I used to use the standard mysql_connect(), mysql_query(), etc statements for doing MySQL stuff from PHP. Lately I've been switching over to using the wonderful MDB2 class. Along with it, I'm using prepared statements, so I don't have to worry about escaping my input and SQL injection attacks.
However, there's one problem I'm running into. I have a table with a few VARCHAR columns, that are specified as not-null (that is, do not allow NULL values). Using the old MySQL PHP commands, I could do things like this without any problem:
INSERT INTO mytable SET somevarchar = '';
Now, however, if I have a query like:
INSERT INTO mytable SET somevarchar = ?;
And then in PHP I have:
$value = "";
$prepared = $db->prepare($query, array('text'));
$result = $prepared->execute($value);
This will throw the error "null value violates not-null constraint"

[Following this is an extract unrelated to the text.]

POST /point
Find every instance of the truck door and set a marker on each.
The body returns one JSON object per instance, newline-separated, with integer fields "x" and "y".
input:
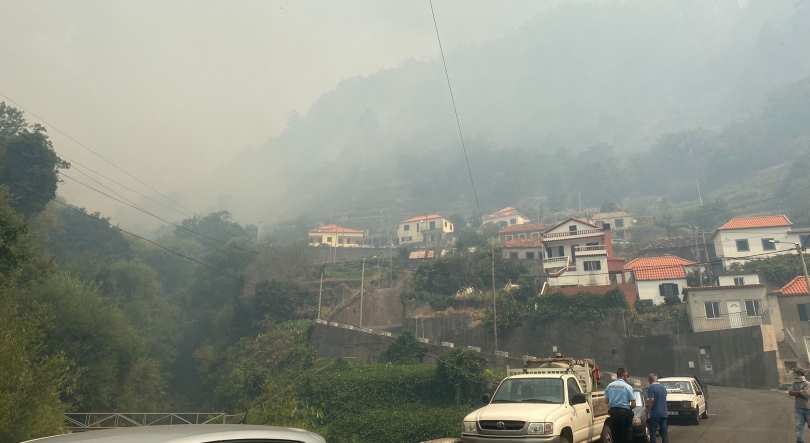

As a temporary workaround, I check if $value is empty, and change it to " " (a single space), but that's a horrible hack and might cause other issues.
How am I supposed to insert empty strings with prepared statements, without it trying to instead insert a NULL?
EDIT: It's too big of a project to go through my entire codebase, find everywhere that uses an empty string "" and change it to use NULL instead. What I need to know is why standard MySQL queries treat "" and NULL as two separate things (as I think is correct), but prepared statements converts "" into NULL.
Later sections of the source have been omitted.